I hear my mom stomp her heeled foot onto the ground before grunting, “It was stipulated in the decree. We got an extra five million from my parents and ten from yours for each child we brought into the world. I didn’t know you’d gamble it all away on the thugs you became friends with by financing their illegal activities!”

“Those illegal activities protected us!” Dad roars.

“Against what, Marcus?” Mom asks. “We had a good, upstanding, and fruitful life until you became their patsy!”

“There are things you don’t know, Lucinda,” Dad states. “Things I can’t tell you or you’ll be swimming with the sharks. I made a bad business decision that came back and bit me on the ass and this was the only way to ensure we stayed breathing. That’s all I can tell you without compromising you further.”

“That’s enough, Marcus.” A strange man directs my dad. “You say anything else, and I’ll report you to the bosses.”

The bosses? I’d like them to talk about those people. The more I know, the deeper I can help bury my parents.

I hear an exhaled puff of air before my dad sighs. “I know, and I’m not going to discuss the things I’ve been warned to keep silent on.

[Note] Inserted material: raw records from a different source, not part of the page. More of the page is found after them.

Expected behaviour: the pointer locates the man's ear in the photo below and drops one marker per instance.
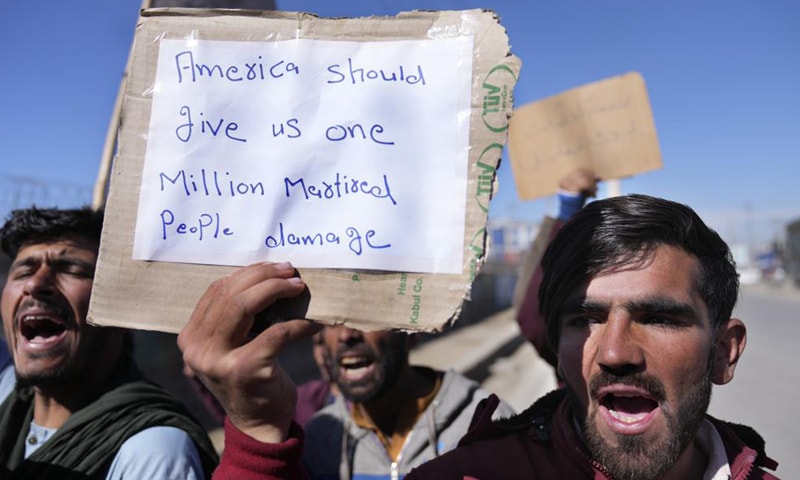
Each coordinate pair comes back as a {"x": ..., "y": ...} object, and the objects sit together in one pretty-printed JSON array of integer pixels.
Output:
[{"x": 731, "y": 339}]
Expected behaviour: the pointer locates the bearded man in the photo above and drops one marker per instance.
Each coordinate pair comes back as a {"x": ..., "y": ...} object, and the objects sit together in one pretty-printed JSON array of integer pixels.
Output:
[
  {"x": 79, "y": 408},
  {"x": 390, "y": 416},
  {"x": 637, "y": 295}
]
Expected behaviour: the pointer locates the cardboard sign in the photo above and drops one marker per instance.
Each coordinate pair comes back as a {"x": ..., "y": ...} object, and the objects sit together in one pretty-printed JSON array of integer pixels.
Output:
[
  {"x": 607, "y": 126},
  {"x": 362, "y": 150}
]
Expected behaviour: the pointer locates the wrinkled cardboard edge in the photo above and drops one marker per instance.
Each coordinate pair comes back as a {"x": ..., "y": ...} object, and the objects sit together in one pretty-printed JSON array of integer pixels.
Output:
[{"x": 161, "y": 296}]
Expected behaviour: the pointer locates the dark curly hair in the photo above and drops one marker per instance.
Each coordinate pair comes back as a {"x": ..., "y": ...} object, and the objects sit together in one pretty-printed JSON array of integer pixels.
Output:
[
  {"x": 39, "y": 225},
  {"x": 622, "y": 231}
]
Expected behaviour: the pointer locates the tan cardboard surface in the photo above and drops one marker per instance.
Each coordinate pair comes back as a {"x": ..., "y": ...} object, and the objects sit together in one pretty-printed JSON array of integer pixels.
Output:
[
  {"x": 161, "y": 295},
  {"x": 606, "y": 125}
]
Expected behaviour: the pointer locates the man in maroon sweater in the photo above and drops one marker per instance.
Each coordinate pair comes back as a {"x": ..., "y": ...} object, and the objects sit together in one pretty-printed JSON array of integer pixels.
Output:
[{"x": 637, "y": 295}]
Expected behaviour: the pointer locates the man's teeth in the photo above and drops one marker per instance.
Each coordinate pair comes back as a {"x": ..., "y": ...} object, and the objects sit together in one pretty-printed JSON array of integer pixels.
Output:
[{"x": 626, "y": 418}]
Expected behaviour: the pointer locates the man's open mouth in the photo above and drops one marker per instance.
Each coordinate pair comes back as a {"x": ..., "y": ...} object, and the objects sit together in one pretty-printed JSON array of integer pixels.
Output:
[
  {"x": 353, "y": 368},
  {"x": 628, "y": 409},
  {"x": 41, "y": 329}
]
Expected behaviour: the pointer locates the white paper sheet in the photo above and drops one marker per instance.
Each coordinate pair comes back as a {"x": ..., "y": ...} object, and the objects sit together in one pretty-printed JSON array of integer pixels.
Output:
[{"x": 328, "y": 154}]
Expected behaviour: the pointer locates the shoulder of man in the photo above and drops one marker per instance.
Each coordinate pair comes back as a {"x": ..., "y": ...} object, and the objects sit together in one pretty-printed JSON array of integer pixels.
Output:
[
  {"x": 538, "y": 416},
  {"x": 738, "y": 437},
  {"x": 166, "y": 453},
  {"x": 460, "y": 394},
  {"x": 507, "y": 448}
]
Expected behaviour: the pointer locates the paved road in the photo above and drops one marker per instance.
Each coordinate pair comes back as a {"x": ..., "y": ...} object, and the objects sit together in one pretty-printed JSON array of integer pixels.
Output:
[{"x": 765, "y": 391}]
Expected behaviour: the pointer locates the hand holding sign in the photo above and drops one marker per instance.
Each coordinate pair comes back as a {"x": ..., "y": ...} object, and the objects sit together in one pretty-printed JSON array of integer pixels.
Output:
[{"x": 606, "y": 126}]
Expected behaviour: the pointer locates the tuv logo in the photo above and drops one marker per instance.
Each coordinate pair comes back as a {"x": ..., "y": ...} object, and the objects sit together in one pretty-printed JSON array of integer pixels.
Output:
[{"x": 497, "y": 98}]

Believe it or not, I don’t have a death wish.”

Another unfamiliar voice joins the discussion and edicts, “You understand we can’t let her leave here alive, right? She’s seen our faces and can identify us to the police. We have to off her and dispose of the body.”

Fuck. That. Shit.

Aris, where are you? Now would be an outstanding time for you to come in like a white knight and save this damsel in distress.

“You never said she was going to die, Marcus,” my mom chastises. “I would’ve never agreed to this whole charade if that had been brought up. Stop them. Make them go away. I know you’re a cold-hearted bastard, but even you can’t be okay with your own daughter being murdered!”

Well, isn’t that the pot calling the kettle black! Dad’s not the only cruel-hearted one. Has she forgotten all of the things she’s done and said to me?

The floor I’m crouching on begins to shake beneath my splayed body. The room’s occupants become freaked out and begin shouting over one another. Not being able to hide the fact that I’m awake, I flick my lids open and immediately begin searching for a hiding place. I haphazardly begin dragging myself across the concrete slab. The dizziness from lifting my head has everything feeling distorted, kind of like a fuzzy picture on the old television sets when there was an outage.